Und so bin ich hier also, in einem schönen Haus, dessen oberste vier Stockwerke wirken wie ein Hotel, dem man kaum ansieht, dass sich in den beiden Stockwerken darunter noch alle möglichen gesundheitsfördernden Einrichtungen verstecken, teils nüchtern-medizinisch, teils schöngeistig-wellnessmässig.

Es war eigentlich immer schon mein geheimer Traum, statt klassischer Ferien – man fährt mit den Kindern irgendwohin und ist mit deren Bändigung etwas so beschäftigt wie sonst mit der Bändigung der Mitarbeiter und Kollegen dem normalen Joballtag – mal zwei Wochen nur rumzuliegen, zu lesen und endlich mal bis zum Abwinken Serien zu schauen («Breaking Bad» – super Tipp via Facebook von Ibo Evsan).

Der Aufenthalt hier kommt dem sehr nahe.
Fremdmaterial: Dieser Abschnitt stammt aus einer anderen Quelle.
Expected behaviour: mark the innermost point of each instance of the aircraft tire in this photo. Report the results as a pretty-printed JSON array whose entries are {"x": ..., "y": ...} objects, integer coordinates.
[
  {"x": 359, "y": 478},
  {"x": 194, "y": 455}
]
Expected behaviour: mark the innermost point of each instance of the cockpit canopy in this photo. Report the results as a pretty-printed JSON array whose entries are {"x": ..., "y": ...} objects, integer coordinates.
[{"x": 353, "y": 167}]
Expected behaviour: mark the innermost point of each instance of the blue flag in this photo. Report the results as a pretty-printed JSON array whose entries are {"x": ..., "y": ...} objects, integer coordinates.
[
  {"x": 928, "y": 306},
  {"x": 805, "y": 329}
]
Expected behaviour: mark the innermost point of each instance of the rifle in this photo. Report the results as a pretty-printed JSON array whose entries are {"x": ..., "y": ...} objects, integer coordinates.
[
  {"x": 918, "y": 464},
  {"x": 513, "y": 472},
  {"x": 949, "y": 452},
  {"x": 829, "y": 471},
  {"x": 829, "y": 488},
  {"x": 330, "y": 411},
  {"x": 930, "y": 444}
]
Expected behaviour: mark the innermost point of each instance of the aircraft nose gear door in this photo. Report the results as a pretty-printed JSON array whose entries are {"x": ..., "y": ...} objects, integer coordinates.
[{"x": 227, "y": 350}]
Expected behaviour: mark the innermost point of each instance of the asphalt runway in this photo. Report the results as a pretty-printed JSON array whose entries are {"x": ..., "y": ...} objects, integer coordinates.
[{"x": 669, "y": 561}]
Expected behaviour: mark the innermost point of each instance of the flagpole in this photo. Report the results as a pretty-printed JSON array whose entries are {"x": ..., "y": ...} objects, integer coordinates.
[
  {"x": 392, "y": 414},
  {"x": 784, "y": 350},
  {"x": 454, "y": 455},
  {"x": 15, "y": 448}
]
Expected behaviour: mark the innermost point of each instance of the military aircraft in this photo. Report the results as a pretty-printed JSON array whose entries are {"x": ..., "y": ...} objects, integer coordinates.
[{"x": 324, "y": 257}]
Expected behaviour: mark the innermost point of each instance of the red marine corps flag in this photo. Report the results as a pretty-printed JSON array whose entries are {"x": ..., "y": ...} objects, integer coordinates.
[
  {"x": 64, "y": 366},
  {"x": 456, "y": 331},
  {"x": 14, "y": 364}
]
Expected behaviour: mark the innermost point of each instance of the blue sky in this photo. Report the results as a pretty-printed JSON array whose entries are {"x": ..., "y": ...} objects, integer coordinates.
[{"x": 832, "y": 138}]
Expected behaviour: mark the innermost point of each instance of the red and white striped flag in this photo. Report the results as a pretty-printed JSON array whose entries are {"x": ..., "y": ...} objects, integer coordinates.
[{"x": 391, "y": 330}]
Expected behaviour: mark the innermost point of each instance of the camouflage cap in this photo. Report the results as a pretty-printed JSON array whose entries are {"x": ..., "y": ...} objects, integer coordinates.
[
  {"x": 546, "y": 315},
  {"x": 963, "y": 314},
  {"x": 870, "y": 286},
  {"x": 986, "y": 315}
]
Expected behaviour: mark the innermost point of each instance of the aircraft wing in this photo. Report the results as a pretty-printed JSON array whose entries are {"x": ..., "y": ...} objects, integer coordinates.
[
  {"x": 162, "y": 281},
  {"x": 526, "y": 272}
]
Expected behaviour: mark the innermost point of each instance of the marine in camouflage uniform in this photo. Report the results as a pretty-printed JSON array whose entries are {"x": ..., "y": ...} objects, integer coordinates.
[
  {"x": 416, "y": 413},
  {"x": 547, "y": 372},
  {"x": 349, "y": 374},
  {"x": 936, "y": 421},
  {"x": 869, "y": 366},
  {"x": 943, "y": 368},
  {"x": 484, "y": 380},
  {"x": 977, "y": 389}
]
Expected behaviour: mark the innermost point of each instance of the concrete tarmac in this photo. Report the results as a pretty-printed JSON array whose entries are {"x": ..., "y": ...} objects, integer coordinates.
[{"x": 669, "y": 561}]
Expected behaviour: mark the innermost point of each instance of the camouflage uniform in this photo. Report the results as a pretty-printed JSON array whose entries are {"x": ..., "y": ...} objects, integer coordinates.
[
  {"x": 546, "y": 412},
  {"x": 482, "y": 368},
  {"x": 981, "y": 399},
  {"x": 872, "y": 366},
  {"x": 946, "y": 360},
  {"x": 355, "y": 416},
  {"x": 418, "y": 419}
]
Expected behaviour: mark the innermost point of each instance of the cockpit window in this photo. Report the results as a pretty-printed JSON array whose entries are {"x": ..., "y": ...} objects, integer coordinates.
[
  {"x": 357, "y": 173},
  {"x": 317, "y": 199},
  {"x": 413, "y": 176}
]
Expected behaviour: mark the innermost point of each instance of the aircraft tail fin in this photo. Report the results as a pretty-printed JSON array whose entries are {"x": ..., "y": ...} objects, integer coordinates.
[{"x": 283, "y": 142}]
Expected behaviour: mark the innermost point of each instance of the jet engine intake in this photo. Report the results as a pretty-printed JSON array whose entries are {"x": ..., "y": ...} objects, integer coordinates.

Natürlich fahre ich ein paarmal am Tag mit dem Lift runter nach U1 und habe Physiotherapie, Aqua Relax (wirklich relaxend, solange man nicht lachen muss) oder Ergolinetraining auf dem Bike, aber das ist alles sehr entspannend und lenkt nicht vom Erholen ab. Ich lese jeden Morgen drei Zeitungen (NZZ, Tagi, Tagblatt) – auf Papier. Sicher liegt es vor allem daran («Print wirkt!»), dass mein Blutdruck auch ohne Medikamente nur durch drei Tagen schon deutlich gesunken ist – und natürlich am sehr beruhigenden Plot von Breaking Bad.

Zur Sicherheit: Ich finde nicht, dass eine Erschöpfungsdepression etwas Ehrenrühriges wäre, im Gegenteil, meine aufrichtigen besten Wünsche gehen an jeden, der das hat oder mal hatte. Und es gibt natürlich durchaus ein paar Faktoren, die mich auch auf diese Schiene bringen könnten. Aber da das Buch darüber schon geschrieben ist, habe ich mich entschlossen, lieber deutlich vorher die Abzweigung zu nehmen, und darüber bin ich sehr happy. Ich kann so eine Pause nur jedem empfehlen, der in seinem Job viel um die Ohren hat.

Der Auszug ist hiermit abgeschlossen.